Stock markets and dollar start lower
Jun 13, 2012 / 7:13 am
The Toronto stock market was lower Wednesday as prices for oil and metals slid amid concerns about potential fallout from the worsening debt crisis in Europe and Greek elections on Sunday.
The S&P/TSX composite index lost 32.84 points to 11,464.46 with attention focused on Spain and Italy and the higher borrowing costs both countries are facing while the TSX Venture Exchange lost 6.8 points to 1,262.9.
The Canadian dollar was down 0.1 of a cent to 97.3 cents US.
U.S. markets were lower as data for May showed retail sales dropped by 0.2 per cent. But most of the weakness was focused in a drop in gasoline prices.
The Dow Jones industrials were down 35.95 points to 12,537.85, the Nasdaq composite index dropped 4.63 points to 2,838.44 and the S&P 500 index lost 4.81 points to 1,319.37.
The Toronto and New York markets registered solid gains Tuesday on hopes the U.S. Federal Reserve was about to step up with a new round of stimulus measures. Comments by Charles Evans, president of the Fed's Chicago bank, said he supported action to produce faster job growth.

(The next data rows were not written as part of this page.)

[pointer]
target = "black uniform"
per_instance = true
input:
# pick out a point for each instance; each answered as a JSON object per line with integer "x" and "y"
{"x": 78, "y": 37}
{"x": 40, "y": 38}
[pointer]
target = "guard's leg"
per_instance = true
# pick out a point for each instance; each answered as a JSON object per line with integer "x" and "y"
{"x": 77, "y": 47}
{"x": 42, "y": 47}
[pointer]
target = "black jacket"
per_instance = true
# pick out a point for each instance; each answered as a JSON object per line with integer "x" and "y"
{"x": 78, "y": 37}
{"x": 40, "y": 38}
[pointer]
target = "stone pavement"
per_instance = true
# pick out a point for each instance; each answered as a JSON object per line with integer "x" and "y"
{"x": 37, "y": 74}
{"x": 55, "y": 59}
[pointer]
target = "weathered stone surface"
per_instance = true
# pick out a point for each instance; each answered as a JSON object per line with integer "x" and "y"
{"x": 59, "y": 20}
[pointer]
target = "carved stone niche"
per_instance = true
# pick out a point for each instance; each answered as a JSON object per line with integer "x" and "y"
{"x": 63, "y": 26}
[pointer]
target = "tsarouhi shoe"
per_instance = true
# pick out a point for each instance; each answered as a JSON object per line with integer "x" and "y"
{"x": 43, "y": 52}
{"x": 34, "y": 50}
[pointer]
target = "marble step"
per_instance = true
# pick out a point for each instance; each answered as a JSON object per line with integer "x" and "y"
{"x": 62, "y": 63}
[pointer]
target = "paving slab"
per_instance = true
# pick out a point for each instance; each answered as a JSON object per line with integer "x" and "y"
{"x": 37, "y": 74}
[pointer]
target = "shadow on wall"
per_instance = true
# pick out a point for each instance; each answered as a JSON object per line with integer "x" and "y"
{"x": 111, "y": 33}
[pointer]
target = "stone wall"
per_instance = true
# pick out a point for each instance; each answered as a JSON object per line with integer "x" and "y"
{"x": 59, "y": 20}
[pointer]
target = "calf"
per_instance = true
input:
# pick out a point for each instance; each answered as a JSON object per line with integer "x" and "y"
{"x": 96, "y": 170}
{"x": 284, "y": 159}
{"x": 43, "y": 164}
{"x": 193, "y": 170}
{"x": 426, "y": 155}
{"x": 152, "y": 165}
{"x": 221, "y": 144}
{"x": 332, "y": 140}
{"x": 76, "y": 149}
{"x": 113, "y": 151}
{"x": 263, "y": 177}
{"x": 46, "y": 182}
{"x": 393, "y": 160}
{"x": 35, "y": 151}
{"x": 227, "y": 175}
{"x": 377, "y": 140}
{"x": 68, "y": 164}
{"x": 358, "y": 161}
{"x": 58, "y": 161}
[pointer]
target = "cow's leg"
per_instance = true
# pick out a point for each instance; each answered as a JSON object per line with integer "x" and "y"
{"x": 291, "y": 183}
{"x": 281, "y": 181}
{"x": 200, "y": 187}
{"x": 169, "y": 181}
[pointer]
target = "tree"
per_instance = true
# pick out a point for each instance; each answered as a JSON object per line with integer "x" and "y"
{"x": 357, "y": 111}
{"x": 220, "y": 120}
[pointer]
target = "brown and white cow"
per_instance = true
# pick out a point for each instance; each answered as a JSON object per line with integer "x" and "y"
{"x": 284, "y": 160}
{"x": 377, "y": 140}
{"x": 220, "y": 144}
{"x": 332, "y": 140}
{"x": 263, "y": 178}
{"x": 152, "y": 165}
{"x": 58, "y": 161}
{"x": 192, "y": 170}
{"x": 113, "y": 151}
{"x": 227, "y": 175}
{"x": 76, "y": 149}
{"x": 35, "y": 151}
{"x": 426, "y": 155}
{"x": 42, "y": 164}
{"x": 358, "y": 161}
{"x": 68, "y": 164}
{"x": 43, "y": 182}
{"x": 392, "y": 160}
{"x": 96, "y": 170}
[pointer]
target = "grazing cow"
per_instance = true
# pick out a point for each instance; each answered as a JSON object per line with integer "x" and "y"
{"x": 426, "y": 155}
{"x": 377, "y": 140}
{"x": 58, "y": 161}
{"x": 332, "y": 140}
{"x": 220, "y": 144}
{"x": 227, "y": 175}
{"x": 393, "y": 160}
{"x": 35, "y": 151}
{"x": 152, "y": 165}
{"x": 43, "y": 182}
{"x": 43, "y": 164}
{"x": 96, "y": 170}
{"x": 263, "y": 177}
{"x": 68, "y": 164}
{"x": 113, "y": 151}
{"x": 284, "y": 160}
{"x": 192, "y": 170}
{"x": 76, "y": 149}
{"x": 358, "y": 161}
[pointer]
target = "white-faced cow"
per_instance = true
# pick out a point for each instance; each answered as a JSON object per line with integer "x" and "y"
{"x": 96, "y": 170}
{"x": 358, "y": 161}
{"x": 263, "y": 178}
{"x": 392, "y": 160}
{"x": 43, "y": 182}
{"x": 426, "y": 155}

His remarks helped mask concerns about the effectiveness of a Spanish bank rescue announced over the weekend and a downgrade of Spain's banks by ratings agency Fitch.
Traders worry that the $E100 billion euros being made available to Spain to aid its banks will just add to the government's already considerable debts and perhaps force it to seek its own sovereign bailout.
The lack of confidence has been expressed in bond markets where Spain has been forced to pay higher yields to attract buyers for its debt. The yield on Spain's benchmark 10-year bond had hit a euro-era high of 6.72 per cent but dropped slightly Wednesday.
Spanish contagion has spread to other heavily-indebted countries. Italy paid 3.972 per cent interest rates, up from 2.34 per cent last month, to sell $E6.5 billion in 12-month paper. The bond auction enjoyed strong demand. The sale was a warm-up for Thursday's weightier longer-term paper auction.
The debt crisis is not just rattling financial markets, but also affecting households and businesses by creating uncertainty over the future of the economy. The latest report from Eurostat, the EU statistics agency, showed industrial production in April among the 17 countries that use the euro slipped 0.8 per cent. Analysts noted that even that poor showing is worse than it seems because a cold spring pushed up energy demand.